For low‑loss teams, the stability provides an opportunity to increase run rate earlier in the match

### Wickets Lost in Death Overs

This groups the data by `batting_team` and sums `is_wicket` to count how many wickets each team has lost during the death overs (overs 16–20).

This helps identify teams that tend to lose wickets towards the end of an innings and those that finish strongly with wickets in hand. 

In [248]:
death_overs = df[df["over"]>=15]
wickets_in_death = (death_overs.groupby("batting_team")["is_wicket"].sum().sort_values(ascending=False))

### Wickets Lost in Death Overs (16–20)

This chart shows the number of wickets each team has lost during the death overs across all matches in the dataset.

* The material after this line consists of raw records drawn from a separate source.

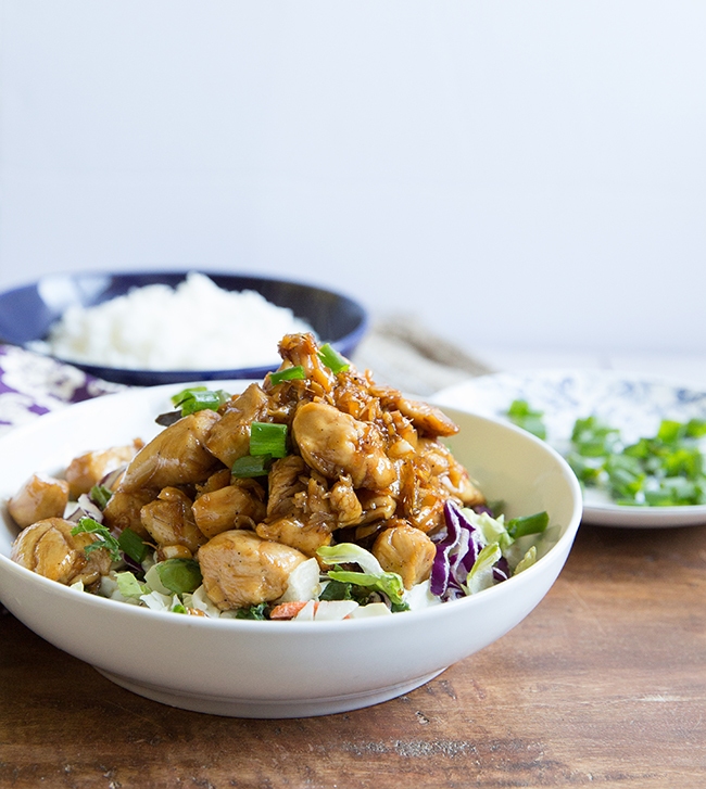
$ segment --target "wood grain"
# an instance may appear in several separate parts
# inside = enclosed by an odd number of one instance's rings
[[[0,645],[3,789],[706,786],[706,527],[581,526],[513,632],[407,696],[339,715],[164,707],[10,614]]]

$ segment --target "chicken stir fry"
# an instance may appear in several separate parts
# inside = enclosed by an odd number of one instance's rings
[[[282,619],[311,599],[403,610],[445,560],[449,507],[486,504],[442,443],[457,428],[312,334],[279,352],[262,385],[180,393],[148,444],[33,476],[8,504],[13,559],[182,613]]]

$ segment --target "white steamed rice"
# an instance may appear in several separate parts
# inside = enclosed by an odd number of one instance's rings
[[[277,365],[285,334],[312,331],[255,291],[225,291],[191,272],[176,289],[135,288],[94,307],[70,307],[42,353],[130,370],[235,370]]]

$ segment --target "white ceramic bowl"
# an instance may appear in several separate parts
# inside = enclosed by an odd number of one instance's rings
[[[219,382],[228,389],[227,382]],[[239,391],[230,385],[230,391]],[[0,499],[35,471],[56,473],[92,448],[151,437],[181,386],[105,395],[41,417],[0,440]],[[562,536],[534,565],[472,597],[392,616],[341,622],[252,622],[159,613],[74,591],[11,561],[16,529],[0,521],[0,600],[35,633],[150,699],[239,717],[354,710],[423,685],[521,622],[569,553],[581,493],[566,462],[516,428],[447,409],[450,442],[508,517],[547,510]]]

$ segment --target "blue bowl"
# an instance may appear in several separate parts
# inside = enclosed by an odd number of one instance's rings
[[[45,340],[49,329],[72,305],[90,307],[127,293],[131,288],[150,284],[176,287],[188,271],[148,271],[102,273],[56,273],[33,284],[0,294],[0,342],[26,345]],[[366,309],[339,293],[314,285],[250,275],[203,271],[219,288],[228,291],[252,290],[279,307],[289,307],[305,320],[320,342],[330,343],[343,356],[350,356],[368,326]],[[262,379],[273,366],[235,370],[130,370],[100,365],[85,365],[59,359],[106,381],[135,386],[152,386],[184,381],[218,379]]]

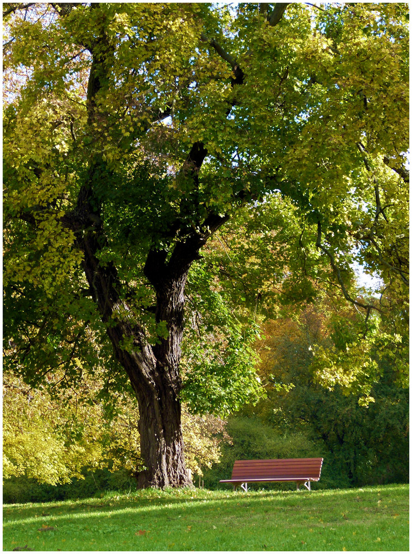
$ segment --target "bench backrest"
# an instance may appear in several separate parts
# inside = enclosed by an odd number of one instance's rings
[[[321,476],[323,458],[287,458],[277,460],[236,460],[232,479],[312,479]]]

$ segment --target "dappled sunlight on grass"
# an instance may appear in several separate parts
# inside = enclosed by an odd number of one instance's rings
[[[252,491],[146,490],[6,505],[4,547],[39,550],[403,550],[407,485]],[[49,530],[44,530],[45,529]]]

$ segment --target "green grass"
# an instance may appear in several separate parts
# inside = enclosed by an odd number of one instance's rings
[[[407,485],[314,489],[147,489],[6,505],[3,550],[409,550]]]

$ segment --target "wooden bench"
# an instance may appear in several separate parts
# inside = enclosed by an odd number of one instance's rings
[[[294,481],[299,490],[304,485],[311,490],[311,481],[318,481],[323,458],[298,458],[282,460],[236,460],[231,479],[221,483],[231,483],[233,490],[240,485],[248,492],[248,483]]]

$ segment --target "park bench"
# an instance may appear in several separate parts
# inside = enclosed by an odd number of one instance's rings
[[[311,481],[318,481],[323,458],[289,458],[282,460],[236,460],[231,478],[221,483],[231,483],[233,490],[240,485],[248,492],[248,483],[294,481],[299,490],[304,485],[311,490]]]

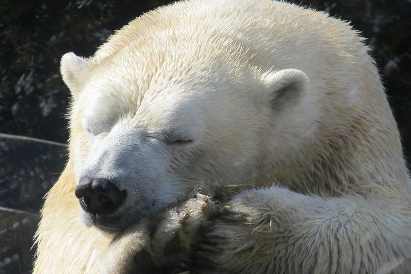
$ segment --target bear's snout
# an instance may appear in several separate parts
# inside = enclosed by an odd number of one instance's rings
[[[104,178],[82,177],[74,194],[81,208],[91,214],[115,212],[125,200],[127,192]]]

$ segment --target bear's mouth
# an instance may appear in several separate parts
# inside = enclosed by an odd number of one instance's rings
[[[125,211],[127,212],[127,211]],[[116,234],[131,224],[138,222],[144,216],[137,213],[117,214],[114,216],[93,214],[82,211],[84,224],[87,227],[94,226],[105,233]]]

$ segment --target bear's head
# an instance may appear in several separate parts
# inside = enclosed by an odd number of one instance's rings
[[[239,61],[247,54],[214,50],[63,56],[86,224],[115,233],[196,188],[267,182],[303,146],[313,130],[307,75],[263,71]]]

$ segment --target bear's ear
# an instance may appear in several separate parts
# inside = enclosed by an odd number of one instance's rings
[[[262,80],[269,87],[268,102],[276,110],[298,105],[305,97],[309,84],[307,74],[292,68],[266,73]]]
[[[63,81],[76,99],[89,71],[88,59],[80,57],[73,53],[63,55],[60,62],[60,72]]]

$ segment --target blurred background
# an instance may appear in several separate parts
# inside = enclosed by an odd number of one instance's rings
[[[1,0],[0,274],[31,271],[43,197],[67,160],[70,95],[59,72],[61,55],[92,55],[113,30],[172,1]],[[411,0],[290,1],[350,21],[367,38],[409,159]]]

- **X‑axis:** Team names  
- **Y‑axis:** Total wickets lost in the death overs  

In [249]:
fig=px.bar(
    x=wickets_in_death.index,
    y=wickets_in_death.values,
    color=wickets_in_death.values,  
    labels={"x": "Team", "y": "Wickets Lost"},
    title="Wickets Lost in Death Overs (16–20)"
)
fig.update_layout(xaxis_tickangle=-45)
fig.show()

**Insight:** Teams like Mumbai Indians and Kolkata Knight Riders lose too many wickets in the last few overs, which stops them from adding enough runs at the end.

**Action:** Opponents can bowl their most accurate bowlers at the end to increase the chance of taking wickets.

## Insights from Wickets Lost in Powerplay & Death Overs

- **Insights:** Some teams struggle at both the start and end of the innings due to wicket losses.  
    - Early wickets in the Powerplay slows the scoring rate.  
    - Losing key players again in the Death overs prevents them from finishing strongly.  
    - This setback means even good middle‑overs performance often fails to produce a good total.

- **Action:** To reduce this weakness:-
  - Train batters to adapt quickly to yorkers, slower balls, and tight fielding under pressure.  
  - Opponents can attack with their best wicket‑taking bowlers at the start, and their most accurate bowlers at the end, to maximise dismissal chances.